Eddy grew distant. He started calling Freddy less. Messaging at odd hours. Sometimes not replying at all. Dau assured Freddy it was just stress. But the warmth began to fade.
Then came the whispers.
The lies.
The betrayal.
What Freddy didn't know was that Eddy had grown jealous.
Of the way Dau always said "goodnight, Freddy" last.
Of the way Freddy lit up when Dau spoke.
So Eddy turned to Seth.
And Seth turned to manipulation.
And Vin? Vin just wanted to watch things burn.
Now, Freddy sat in silence, realizing the pieces fit too perfectly. That maybe Dau never betrayed him.
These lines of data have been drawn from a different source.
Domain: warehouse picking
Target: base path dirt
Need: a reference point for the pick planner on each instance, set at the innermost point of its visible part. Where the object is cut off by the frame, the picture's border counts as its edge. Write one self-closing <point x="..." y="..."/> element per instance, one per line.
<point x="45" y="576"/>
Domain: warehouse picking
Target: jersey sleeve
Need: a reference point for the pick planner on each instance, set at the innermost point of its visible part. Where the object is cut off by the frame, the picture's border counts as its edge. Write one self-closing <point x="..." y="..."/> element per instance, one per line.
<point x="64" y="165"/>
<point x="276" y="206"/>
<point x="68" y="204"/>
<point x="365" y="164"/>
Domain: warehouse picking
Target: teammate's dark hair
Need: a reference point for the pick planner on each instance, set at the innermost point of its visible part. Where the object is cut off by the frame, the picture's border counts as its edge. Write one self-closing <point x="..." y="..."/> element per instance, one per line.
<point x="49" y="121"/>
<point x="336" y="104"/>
Maybe it was Eddy who cracked the golden love from within.
But it was too late.
Dau was gone.
And Freddy had been the one to shut the door.
Chapter Eight: Password to the Truth
Freddy didn't plan to tell anyone. Not about Dau. Not about Eddy. And certainly not about the twisted triangle they had all tried to protect.
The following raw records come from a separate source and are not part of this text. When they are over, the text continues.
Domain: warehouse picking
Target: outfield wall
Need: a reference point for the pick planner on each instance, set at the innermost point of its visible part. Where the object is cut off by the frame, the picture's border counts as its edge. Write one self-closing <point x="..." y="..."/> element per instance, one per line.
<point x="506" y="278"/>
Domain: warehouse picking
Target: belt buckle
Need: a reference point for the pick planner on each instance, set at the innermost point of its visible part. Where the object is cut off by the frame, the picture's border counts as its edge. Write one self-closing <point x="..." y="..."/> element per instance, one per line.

But Mercy wasn't just anyone.
She'd been his anchor since childhood. The one person who could look at him and see the storm before he spoke.
She noticed the change instantly.
"You've been quiet," she said, brushing her braids behind her ear as they sat beneath the big tree behind her house.
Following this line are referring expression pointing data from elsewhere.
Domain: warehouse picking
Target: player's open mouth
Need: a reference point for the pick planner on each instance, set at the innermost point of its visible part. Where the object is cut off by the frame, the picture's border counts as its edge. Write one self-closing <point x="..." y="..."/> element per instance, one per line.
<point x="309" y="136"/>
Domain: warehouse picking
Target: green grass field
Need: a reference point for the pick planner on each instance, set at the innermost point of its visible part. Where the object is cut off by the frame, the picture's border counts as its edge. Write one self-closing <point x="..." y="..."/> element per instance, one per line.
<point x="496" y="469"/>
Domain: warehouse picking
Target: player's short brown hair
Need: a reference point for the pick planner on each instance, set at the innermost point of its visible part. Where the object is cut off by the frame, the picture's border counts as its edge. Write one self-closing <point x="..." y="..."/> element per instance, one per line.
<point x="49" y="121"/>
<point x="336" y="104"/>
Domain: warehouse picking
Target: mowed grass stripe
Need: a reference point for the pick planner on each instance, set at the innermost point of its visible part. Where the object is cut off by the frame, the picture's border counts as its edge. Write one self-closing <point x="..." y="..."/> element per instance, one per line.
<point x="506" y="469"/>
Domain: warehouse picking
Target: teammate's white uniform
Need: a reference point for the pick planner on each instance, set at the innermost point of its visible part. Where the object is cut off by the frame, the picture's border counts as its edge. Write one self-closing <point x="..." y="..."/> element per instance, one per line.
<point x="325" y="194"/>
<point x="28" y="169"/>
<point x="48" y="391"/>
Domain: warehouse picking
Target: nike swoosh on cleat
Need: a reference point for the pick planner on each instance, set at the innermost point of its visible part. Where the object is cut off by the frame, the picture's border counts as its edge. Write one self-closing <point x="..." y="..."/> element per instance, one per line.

"I'm fine," Freddy muttered, eyes on his phone.
"Don't lie to me. Is it about Dau?"
Freddy flinched.
"I blocked him," he confessed. "And I think I made a mistake."
Mercy didn't judge. She never did. Instead, she asked the one question no one else had:
"What really happened between you, Dau, and Eddy?"
Freddy hesitated. Then, piece by piece, he let it spill—the agreement, the late-night calls, the harmony that once existed between the three of them.
And then, the unraveling.
Mercy listened in silence. Her expression sharpened only when he mentioned the fake accounts and Vin's message.
"That doesn't sound like Dau," she said. "But it sounds exactly like someone pretending to be him."
She asked to see the screenshots.
Freddy handed her the phone.
She scanned the image with careful eyes.
"This screenshot—look closer at the profile. The username's one letter off."
Freddy zoomed in.
It wasn't @Dau._.
It was @Dauv._—a clone.
His chest tightened. "You're right…"
Mercy opened her laptop. "If we can get into your old shared cloud folder—the one you and Dau used—I bet we'll find more. Do you remember the password?"
Freddy nodded.
It was a line Dau once whispered during a call:
"Golden love never fades."
They typed it in.
The folder opened.
And there—buried deep in the backups—was a full voice note Dau had recorded but never sent. A confession.
Freddy clicked play.
> "If you're hearing this, Freddy, it's because I'm losing you... and I don't know how to stop it. I never wanted to share you—I just wanted you to be loved fully. I thought Eddy could do that too. But he changed. He became someone I didn't recognize. I think he's trying to break us. And I'm scared he'll win..."
Freddy dropped the phone.
Tears welled up.
Everything he thought he knew… was shattered again.
This time, not by betrayal.
But by truth.
And the realization that maybe the golden one had been honest all along.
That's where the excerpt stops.